I can’t blame you for singing “we are family, I got all my sisters with me…”now. As a matter of fact, I’m doing it too. BUT, oh boy, once you read this one you won’t be singing it so carelessly anymore. Guaranteed.


Let me take you back to the Italy of greatest minds in the history. We shall meet with Michelangelo, Machiavelli and many many more and it’s hard to argue, that this was somewhat of an intellectual climax of our good planet so far. What is even harder to debate, though, is that when it comes to dirty minds, we will have to time-travel a trifle more to Sodomy to find some competition and I know way too little about that one to do that.


Puzo knew about it certainly less than he learned about the era of, who he deemed to be the predecessor of all the dons, Pope Alexander VI (Borgia).


Let me tell you, this book can get really nasty and Puzo does it in his very own way, where he describes even the worst possible acts with such a tenderness that at times you feel like “ah ok, it’s some bad shit they did, but they are not the worst people ever…I mean, they were just too weak to fight their desires, aren’t we all victim of the same sin from time to time too?”. (And you naively jerk your head from side to side)


Well, you certainly remember yourself heading to the nearest mobsters recruiting center after reading The Godfather.
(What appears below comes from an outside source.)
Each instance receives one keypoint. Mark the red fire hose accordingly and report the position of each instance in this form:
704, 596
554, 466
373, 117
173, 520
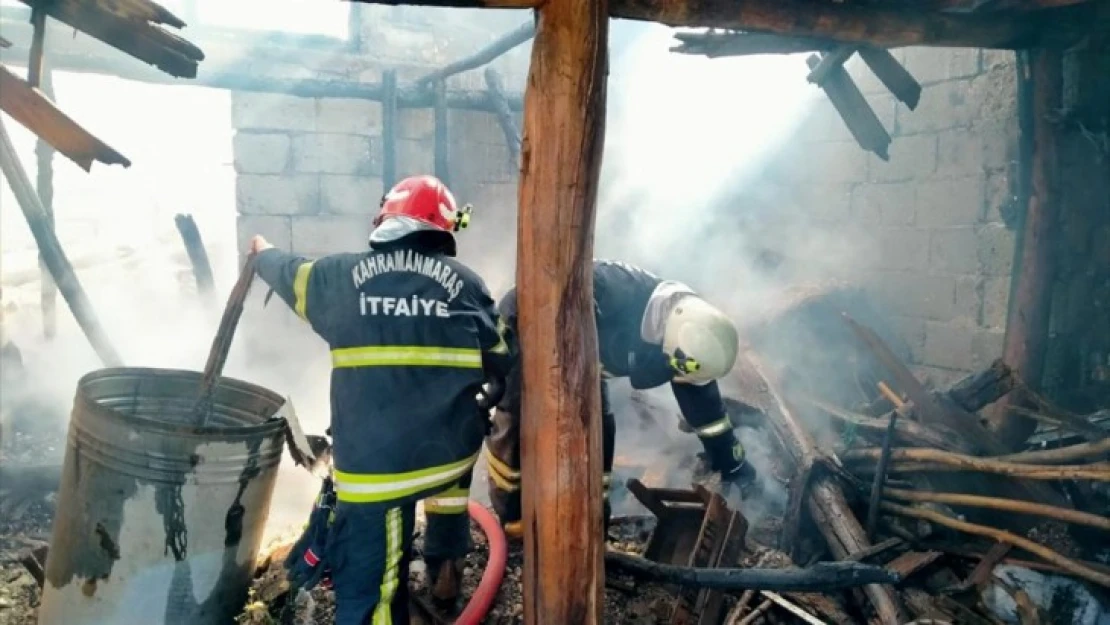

Feats, these grand people of God do, are way worse, so you might not end up being excited as much as you were back then, but you will still have some hard times to condemn them. (I shall help you with that a bit later when reviewing Erasmus’s Praise of Folly, but shhh about that one for now…)


Puzo would have an automatic 8, but this book was finished by somebody else (for obvious and not very jolly reason) and although he’s not bad, he’s no Puzo.


I guess you won’t be too surprised by the corruption of the Catholic Church in its heyday, but this one really is a tough one to swallow. Again, that relentless romantic in Puzo makes it somewhat better. In fact, he makes it a rather philosophical riddle, as it could be deemed as just yet another display of people not being good or evil, but both good AND evil…


Favourite line:


“Pope Alexander smiled. He seemed more amused with the story than horrified. “The Baglioni are true believers,” he said. “They believe in paradise. Such a great gift. How otherwise can man bear this moral life? Unfortunately, such a belief also gives evil men the courage to commit great crimes in the name of good and God.”